Ferrante molla il colpo e prova a immaginare il prossimo 5 giugno quando l’assemblea dei soci si riunirà per ratificare le dimissioni. Ci saranno lui, Bondi e il consigliere Deiure da una parte del tavolo e dall’altra i soci, appunto. Ma il fatto è che fra i soci ci sarà non più l’uomo della Fire ma il custode voluto dal giudice Ferrante, il commercialista Mario Tagarelli. E sarà lui, con il suo 83% a decidere se accettare o meno le dimissioni, a capire che strada prenderà lo stabilimento da qui in avanti, a nominare il nuovo cda. Altra amarezza da mandare giù per l’ex prefetto di Milano che proprio con Tagarelli, aveva già gareggiato, se così si può dire, nella nomina come custode giudiziario l’anno scorso, in un balletto infinito di incarichi dati e poi revocati.

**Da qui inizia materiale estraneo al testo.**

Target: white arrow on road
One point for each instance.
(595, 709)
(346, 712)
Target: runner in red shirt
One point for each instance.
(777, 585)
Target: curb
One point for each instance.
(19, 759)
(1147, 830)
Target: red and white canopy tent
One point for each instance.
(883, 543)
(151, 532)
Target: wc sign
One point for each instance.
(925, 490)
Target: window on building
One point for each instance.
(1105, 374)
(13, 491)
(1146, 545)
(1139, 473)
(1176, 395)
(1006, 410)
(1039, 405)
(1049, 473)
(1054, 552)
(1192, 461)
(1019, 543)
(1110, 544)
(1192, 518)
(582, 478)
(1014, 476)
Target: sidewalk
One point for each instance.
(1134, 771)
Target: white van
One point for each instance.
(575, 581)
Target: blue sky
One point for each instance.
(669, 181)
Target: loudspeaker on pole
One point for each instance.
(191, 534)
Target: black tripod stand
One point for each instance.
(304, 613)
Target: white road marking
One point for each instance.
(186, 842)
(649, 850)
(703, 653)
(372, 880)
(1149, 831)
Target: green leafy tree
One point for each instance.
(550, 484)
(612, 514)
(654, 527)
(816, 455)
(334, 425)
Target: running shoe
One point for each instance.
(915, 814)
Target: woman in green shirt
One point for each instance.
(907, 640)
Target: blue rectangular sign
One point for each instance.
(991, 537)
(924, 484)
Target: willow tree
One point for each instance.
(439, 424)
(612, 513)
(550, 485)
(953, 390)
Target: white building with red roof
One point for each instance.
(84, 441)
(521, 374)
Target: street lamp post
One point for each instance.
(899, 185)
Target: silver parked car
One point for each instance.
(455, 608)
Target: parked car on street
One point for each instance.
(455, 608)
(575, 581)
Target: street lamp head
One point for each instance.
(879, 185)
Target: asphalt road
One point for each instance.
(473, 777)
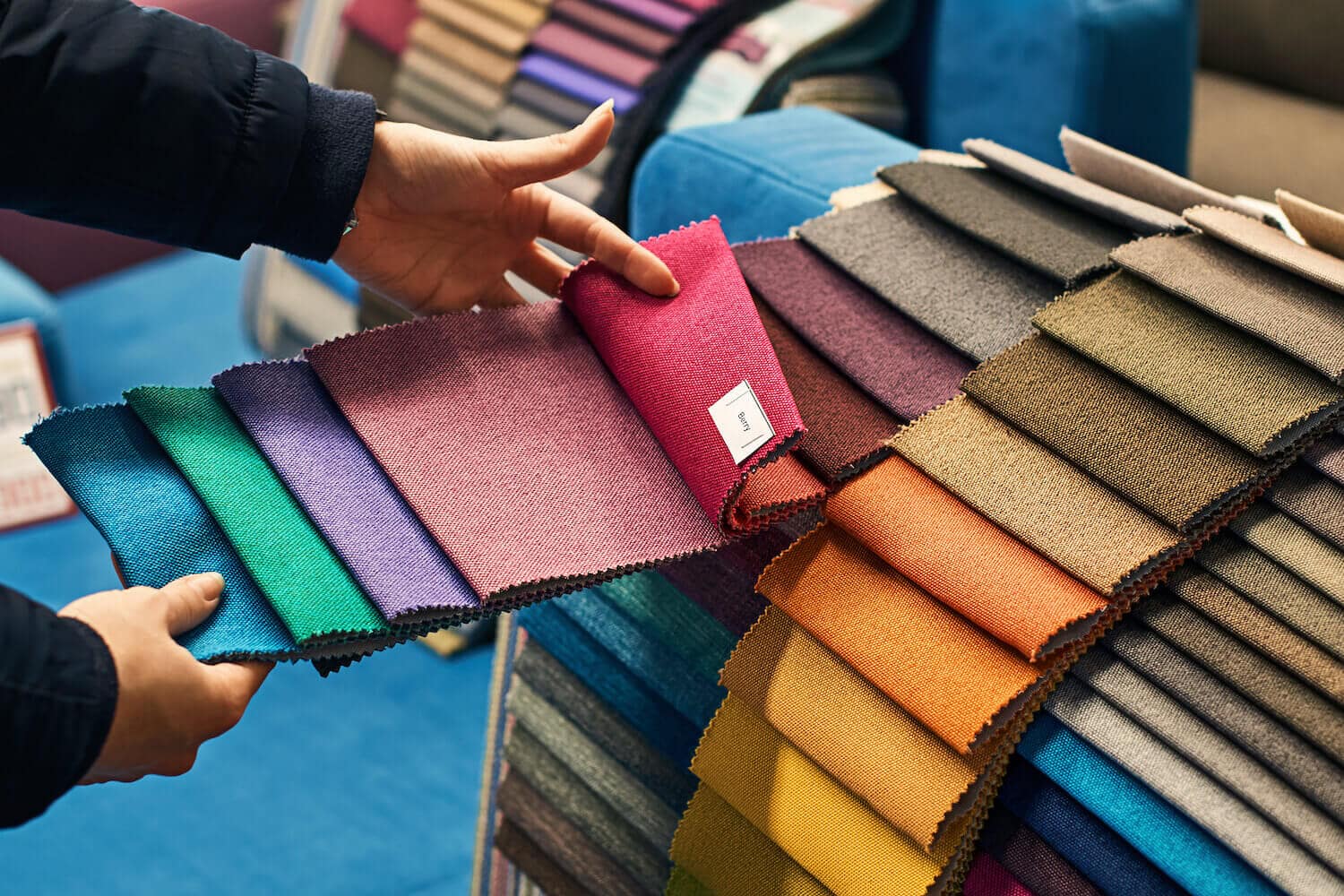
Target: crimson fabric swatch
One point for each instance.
(892, 358)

Tagarelli era stato nominato custode con il sequestro dell’area a caldo, il 26 luglio 2012. Ma l’azienda investì della questione il tribunale del riesame che lo revocò per affidare il posto a Ferrante.
Patrizia Todisco — che con Ferrante ha ingaggiato una «guerra» fatta di atti, relazioni sulle attività dell’Ilva, indagini — decise di estromettere l’allora presidente Ilva, ritenendolo incompatibile con l’incarico di custode, dopo soli quattro giorni. E rinominò Tagarelli. Poi un nuovo colpo di scena: durante un’altra fase del procedimento giudiziario fu ripescata la decisione del tribunale del riesame e riammesso un’altra volta Ferrante a scapito del commercialista voluto dal gip. Tutto questo finché non è intervenuta la Cassazione stabilendo che il perdente finale sarebbe stato lui, Bruno Ferrante. Niente incarico da custode giudiziario, quindi nessuna partecipazione alle decisioni amministrative dello stabilimento.

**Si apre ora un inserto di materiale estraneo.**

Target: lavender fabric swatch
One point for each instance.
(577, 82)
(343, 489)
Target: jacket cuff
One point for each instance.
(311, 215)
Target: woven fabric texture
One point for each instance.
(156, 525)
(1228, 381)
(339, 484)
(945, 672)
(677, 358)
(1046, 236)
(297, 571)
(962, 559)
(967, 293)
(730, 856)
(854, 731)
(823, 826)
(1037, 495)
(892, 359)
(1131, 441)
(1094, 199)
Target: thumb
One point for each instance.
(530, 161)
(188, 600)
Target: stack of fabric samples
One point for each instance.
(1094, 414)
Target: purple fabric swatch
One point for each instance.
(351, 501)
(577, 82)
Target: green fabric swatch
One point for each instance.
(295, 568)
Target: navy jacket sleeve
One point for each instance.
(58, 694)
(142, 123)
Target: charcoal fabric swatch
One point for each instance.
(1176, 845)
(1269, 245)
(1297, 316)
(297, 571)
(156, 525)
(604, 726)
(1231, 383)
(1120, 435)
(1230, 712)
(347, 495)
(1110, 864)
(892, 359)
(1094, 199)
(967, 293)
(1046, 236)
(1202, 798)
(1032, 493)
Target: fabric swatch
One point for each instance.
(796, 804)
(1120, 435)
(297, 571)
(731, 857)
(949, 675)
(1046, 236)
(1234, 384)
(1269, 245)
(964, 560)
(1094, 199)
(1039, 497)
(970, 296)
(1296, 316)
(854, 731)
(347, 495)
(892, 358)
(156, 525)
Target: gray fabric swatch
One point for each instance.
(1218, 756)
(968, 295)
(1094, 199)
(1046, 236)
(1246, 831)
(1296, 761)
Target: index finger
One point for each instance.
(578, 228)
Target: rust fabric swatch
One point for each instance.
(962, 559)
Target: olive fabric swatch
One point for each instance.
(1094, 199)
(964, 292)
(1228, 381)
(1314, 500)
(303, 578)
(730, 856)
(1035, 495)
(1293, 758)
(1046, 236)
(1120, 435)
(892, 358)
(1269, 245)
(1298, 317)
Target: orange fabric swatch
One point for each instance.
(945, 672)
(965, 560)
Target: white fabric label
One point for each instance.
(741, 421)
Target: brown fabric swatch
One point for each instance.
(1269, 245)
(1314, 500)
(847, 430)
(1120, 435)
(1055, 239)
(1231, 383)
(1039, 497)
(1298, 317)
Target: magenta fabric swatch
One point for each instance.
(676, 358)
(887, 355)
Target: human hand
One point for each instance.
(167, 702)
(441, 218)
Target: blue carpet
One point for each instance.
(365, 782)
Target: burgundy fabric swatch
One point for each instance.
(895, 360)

Anche in quell’occasione, come sempre, Ferrante aveva usato parole moderate. Non ha mai alzato i toni nemmeno quando ha trovato «ingiusto» qualcuno dei tanti, ormai tantissimi provvedimenti che lo riguardavano. E anche ieri ha preferito non calcare la mano, non aprire altre polemiche, ripetere che «io resto convinto del fatto che all’Ilva si può conciliare il lavoro e la salute». Inutile chiedergli «E adesso?». La sola parola che si riesce a carpirgli è «vedremo». Nessuna voglia di parlare. Solo l’attesa, per ora. «Vedremo» come andrà nell’incontro del 5 giugno, «vedremo» chi e come si occuperà dell’Ilva nei prossimi anni. «Vedremo» che futuro avrà Taranto.